大型语言模型已被提议作为各种医学领域的诊断辅助工具,包括牙科。灼口综合征的特点是在口腔烧灼感没有明确的原因,提出了诊断的挑战。本研究探讨了大型语言模型在识别灼口综合征中的诊断准确性,并假设了潜在的局限性。材料与方法:采用chatgpt - 40、Gemini Advanced 1.5 Pro、Claude 3.5 Sonnet三种大型语言模型对100例合成灼口综合征的临床影像进行评价。每个小插图包括患者人口统计、症状和病史。大型语言模型被提示提供初步诊断、鉴别诊断及其推理。准确性是通过比较他们的回答和专家的评价来确定的。结果:ChatGPT和Claude的准确率为99%,Gemini的准确率为89% (p < 0.001)。误诊包括持续性特发性面部疼痛和合并不适当条件的诊断。在推理模式和跨大型语言模型的附加数据请求方面也观察到差异。讨论:尽管总体准确性很高,但模型在推理方法和偶尔的错误上表现出差异,强调了临床医生监督的重要性。局限性包括小插曲的综合性质,对排除标准的潜在过度依赖,以及在区分重叠疾病方面的挑战。结论:大型语言模型显示了作为灼口综合征辅助诊断工具的强大潜力,特别是在缺乏专业知识的环境中。然而,它们的可靠性取决于彻底的患者评估和专家验证。将大型语言模型集成到常规诊断中可以增强早期检测和管理,最终改善牙医和专家的临床决策。
本文章由计算机程序翻译,如有差异,请以英文原文为准。
Evaluating Large Language Models for Burning Mouth Syndrome Diagnosis.

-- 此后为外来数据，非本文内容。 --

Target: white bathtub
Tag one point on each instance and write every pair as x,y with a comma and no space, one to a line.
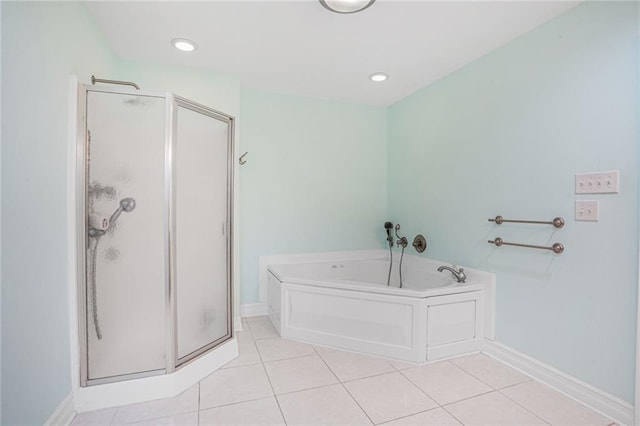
347,304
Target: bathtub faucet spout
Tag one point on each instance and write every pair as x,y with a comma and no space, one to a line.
459,274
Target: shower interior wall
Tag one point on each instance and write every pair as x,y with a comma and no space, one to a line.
324,175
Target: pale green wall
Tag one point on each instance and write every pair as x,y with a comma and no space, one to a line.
315,178
43,44
506,135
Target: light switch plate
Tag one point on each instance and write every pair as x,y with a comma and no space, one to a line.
598,183
587,210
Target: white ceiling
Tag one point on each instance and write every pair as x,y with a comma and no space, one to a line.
299,47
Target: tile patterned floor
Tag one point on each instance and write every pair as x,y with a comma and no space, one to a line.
281,382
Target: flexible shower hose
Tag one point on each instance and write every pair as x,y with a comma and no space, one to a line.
390,265
93,294
400,267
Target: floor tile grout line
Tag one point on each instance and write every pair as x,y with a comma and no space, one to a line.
357,403
452,415
525,408
344,387
237,403
289,359
273,391
452,361
359,378
421,390
414,414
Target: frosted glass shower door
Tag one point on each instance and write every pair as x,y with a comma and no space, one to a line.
202,209
125,237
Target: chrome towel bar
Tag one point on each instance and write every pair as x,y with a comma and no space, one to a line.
558,222
557,248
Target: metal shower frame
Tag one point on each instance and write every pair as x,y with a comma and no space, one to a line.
172,102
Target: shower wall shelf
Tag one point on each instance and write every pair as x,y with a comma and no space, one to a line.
557,222
557,248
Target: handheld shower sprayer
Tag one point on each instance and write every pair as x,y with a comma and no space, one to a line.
388,226
126,205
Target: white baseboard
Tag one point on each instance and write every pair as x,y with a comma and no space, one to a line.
608,405
64,414
253,310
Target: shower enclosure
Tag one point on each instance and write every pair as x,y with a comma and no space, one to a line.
154,233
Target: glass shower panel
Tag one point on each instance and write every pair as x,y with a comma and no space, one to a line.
125,283
201,165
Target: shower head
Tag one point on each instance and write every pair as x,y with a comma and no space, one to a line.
128,204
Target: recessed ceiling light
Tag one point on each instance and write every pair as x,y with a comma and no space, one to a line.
378,76
184,44
346,6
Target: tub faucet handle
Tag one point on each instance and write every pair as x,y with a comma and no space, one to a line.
459,274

Introduction: Large language models have been proposed as diagnostic aids across various medical fields, including dentistry. Burning mouth syndrome, characterized by burning sensations in the oral cavity without identifiable cause, poses diagnostic challenges. This study explores the diagnostic accuracy of large language models in identifying burning mouth syndrome, hypothesizing potential limitations.

Materials and methods: Clinical vignettes of 100 synthesized burning mouth syndrome cases were evaluated using three large language models (ChatGPT-4o, Gemini Advanced 1.5 Pro, and Claude 3.5 Sonnet). Each vignette included patient demographics, symptoms, and medical history. Large language models were prompted to provide a primary diagnosis, differential diagnoses, and their reasoning. Accuracy was determined by comparing their responses with expert evaluations.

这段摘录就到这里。